Um die Quoten zu erfüllen, gründen Unternehmen in Polen Niederlassungen oder beauftragen polnische Lieferanten. Der Geschäftsführer von Siemens Gamesa in Polen, Paweł Przybylski, erklärte gegenüber dem Portal Zielonagospodarka beispielsweise: "Wir kaufen in Polen jedes Jahr Waren und Dienstleistungen im Wert von mehr als 250 Millionen Euro ein. Im September 2021 haben wir den Sector Deal unterzeichnet. Infolgedessen sind wir ständig auf der Suche nach neuen lokalen Partnern, auch für unsere globale Lieferkette."

Prognose und Potenzial

Laut der aktualisierten Energiestrategie Polens (PEP2040) soll im Jahr 2030 die installierte Leistung von Offshore-Windkraftwerken bei 5,9 Gigawatt liegen. Bis 2040 soll die Leistung auf 18 Gigawatt steigen. Der polnische Branchenverband der Windenergie (PSEW) schätzt, dass Polens Ostsee ein Potenzial für bis zu 33 Gigawatt hat.

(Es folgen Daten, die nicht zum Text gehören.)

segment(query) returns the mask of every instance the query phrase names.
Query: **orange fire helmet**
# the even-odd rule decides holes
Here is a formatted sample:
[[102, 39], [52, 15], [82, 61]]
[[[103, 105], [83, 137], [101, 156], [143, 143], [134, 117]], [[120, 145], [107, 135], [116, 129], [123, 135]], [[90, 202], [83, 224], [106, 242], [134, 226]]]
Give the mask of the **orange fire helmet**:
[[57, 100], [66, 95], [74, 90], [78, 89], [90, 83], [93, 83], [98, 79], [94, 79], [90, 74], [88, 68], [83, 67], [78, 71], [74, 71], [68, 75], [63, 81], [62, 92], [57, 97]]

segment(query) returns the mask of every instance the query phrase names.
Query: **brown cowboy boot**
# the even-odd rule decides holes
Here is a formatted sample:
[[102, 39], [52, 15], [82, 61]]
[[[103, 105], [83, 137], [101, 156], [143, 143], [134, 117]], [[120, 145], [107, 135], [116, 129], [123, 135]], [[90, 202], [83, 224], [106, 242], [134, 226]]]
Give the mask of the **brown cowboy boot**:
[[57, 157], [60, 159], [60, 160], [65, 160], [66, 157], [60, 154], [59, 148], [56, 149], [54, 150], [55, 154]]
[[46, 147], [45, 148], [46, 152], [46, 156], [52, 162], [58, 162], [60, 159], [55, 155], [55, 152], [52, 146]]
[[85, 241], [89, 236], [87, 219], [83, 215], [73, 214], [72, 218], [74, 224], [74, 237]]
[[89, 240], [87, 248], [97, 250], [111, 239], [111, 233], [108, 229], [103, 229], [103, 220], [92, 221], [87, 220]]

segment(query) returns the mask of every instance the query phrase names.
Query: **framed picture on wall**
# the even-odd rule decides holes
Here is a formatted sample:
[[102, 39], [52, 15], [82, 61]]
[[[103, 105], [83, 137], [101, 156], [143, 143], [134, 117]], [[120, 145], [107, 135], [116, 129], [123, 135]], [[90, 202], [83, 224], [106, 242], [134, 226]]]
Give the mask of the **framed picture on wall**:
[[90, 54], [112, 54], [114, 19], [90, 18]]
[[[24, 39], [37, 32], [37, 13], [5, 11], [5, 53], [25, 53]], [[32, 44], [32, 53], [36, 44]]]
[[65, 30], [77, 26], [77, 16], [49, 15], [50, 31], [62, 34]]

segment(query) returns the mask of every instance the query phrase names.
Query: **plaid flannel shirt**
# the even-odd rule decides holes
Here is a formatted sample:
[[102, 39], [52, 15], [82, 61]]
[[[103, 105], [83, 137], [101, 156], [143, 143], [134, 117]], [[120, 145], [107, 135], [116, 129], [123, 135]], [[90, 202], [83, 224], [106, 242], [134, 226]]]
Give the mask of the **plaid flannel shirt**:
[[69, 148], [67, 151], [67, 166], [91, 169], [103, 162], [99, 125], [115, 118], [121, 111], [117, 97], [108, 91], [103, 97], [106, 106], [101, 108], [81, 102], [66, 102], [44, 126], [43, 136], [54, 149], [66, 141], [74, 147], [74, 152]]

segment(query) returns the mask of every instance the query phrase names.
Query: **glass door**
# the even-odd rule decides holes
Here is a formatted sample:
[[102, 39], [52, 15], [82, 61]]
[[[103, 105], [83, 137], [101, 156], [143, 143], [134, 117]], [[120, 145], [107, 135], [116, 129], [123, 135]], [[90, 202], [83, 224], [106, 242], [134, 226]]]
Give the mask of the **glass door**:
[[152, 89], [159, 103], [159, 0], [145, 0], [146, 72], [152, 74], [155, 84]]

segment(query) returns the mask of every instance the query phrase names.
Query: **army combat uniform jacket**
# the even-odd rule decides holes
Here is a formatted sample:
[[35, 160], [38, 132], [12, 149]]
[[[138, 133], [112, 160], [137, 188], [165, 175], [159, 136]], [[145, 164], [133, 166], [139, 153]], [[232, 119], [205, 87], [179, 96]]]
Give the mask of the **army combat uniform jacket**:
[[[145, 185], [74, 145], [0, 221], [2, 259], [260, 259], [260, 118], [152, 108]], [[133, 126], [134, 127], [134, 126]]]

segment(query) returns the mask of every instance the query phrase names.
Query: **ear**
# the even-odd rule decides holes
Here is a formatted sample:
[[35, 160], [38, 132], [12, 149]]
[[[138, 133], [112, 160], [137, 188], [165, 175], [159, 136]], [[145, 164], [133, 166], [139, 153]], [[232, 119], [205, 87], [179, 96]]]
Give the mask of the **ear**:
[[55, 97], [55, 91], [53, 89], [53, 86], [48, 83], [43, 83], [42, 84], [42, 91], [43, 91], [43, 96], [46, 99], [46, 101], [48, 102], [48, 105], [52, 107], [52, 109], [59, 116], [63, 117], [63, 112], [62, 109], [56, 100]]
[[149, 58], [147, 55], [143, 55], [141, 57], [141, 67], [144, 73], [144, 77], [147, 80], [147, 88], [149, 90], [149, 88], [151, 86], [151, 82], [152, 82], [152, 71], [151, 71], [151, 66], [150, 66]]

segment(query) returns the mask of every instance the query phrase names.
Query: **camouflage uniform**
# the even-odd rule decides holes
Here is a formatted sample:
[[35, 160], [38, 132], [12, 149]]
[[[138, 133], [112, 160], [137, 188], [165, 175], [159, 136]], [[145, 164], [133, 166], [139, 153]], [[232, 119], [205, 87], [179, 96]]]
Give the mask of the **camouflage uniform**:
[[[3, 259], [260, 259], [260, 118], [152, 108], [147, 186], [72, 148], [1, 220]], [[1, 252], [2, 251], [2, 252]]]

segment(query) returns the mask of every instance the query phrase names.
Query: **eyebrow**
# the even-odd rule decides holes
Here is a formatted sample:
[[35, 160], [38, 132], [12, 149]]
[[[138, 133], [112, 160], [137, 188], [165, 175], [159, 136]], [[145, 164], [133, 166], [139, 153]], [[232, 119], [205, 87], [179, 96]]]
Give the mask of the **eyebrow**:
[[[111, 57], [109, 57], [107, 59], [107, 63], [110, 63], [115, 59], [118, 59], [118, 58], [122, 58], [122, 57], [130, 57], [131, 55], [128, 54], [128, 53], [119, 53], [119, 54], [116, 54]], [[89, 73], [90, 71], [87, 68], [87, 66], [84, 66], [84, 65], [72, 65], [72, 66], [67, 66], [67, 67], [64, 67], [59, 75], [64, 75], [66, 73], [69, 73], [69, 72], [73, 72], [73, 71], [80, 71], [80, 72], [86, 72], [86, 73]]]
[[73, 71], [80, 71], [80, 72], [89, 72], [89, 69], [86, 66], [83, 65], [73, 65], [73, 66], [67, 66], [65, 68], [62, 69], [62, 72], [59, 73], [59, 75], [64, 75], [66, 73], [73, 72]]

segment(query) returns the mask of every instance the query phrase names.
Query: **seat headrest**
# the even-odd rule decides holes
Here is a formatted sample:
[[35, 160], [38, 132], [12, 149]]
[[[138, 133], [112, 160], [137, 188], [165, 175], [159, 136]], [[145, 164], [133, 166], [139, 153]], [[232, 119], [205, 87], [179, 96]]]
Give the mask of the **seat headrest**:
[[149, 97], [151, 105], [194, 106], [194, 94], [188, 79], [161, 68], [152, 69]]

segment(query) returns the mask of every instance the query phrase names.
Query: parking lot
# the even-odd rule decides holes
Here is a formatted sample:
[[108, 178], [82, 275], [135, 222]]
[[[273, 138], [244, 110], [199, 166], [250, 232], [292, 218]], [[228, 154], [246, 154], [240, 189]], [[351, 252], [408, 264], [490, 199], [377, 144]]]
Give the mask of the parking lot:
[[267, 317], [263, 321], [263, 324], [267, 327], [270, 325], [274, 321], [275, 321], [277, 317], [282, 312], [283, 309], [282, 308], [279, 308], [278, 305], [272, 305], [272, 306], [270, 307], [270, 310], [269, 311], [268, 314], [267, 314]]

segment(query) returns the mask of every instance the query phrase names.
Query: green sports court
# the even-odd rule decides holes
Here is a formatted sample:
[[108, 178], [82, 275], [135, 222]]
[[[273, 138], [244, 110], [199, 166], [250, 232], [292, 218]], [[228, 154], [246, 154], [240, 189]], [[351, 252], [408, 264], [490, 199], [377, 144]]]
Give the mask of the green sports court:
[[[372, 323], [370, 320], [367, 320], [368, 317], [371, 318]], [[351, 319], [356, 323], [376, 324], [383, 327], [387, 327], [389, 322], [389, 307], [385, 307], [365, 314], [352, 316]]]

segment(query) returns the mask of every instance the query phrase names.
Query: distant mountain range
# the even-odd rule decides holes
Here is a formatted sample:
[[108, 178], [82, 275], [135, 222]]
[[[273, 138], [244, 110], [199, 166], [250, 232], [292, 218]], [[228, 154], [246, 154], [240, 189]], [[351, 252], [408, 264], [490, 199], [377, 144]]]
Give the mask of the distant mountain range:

Die Häfen sind noch nicht vorbereitet

Zu den Dreh- und Angelpunkten in der Offshore-Wertschöpfung zählen die Häfen. Investoren bauen mehrere Standorte aus. Orlen beispielsweise setzt ganz auf den Hafen von Świnoujście. Dort will das Unternehmen bis Anfang 2025 ein Installationsterminal errichten. Die neue Anlegestelle ist nötig, um Türme und Turbinen umzuschlagen. Die Bauarbeiten sollen schon 2023 beginnen - und das nicht nur an Land. Baggerschiffe werden die Fahrrinne des Hafens vertiefen. Weitere Installationsterminals entstehen in den Hafenstädten Gdańsk und Gdynia.

RWE hingegen konzentriert sich auf den Hafen Ustka. Den Plänen zufolge soll hier ein Wartungsterminal entstehen. Das Projekt befindet sich noch in einer frühen Phase. RWE ist nicht der einzige Offshore-Investor in Ustka. Auch PGE will hier ein Wartungsterminal bauen. Andere Unternehmen nehmen die Häfen in Łeba und Władysławowo als Servicestandorte in den Blick.

Eine Besonderheit im polnischen Offshore-Markt ist, dass der Investor für den Netzanschluss verantwortlich ist. Orlen baut darum in der Gemeinde Choczewo, östlich von Gdańsk, ein Umspannwerk. Hinter der Anlage steht ein Konsortium aus der amerikanischen GE und der polnischen Enprom. Ab 2026 soll die Station ihren Betrieb aufnehmen.

Eine Herausforderung für die ganze Branche ist, dass fast alle Staaten an Nord- und Ostsee neue Offshore-Anlagen bauen. Was fehlt, sind Fabriken und Schiffe, um die Projekte umzusetzen. Hinzu kommt die Inflation, die Projekte deutlich teurer macht. RWE beispielsweise hat bereits angedeutet, dass es bei dem Windpark aus der ersten Vergaberunde zu Verzögerungen kommen könnte.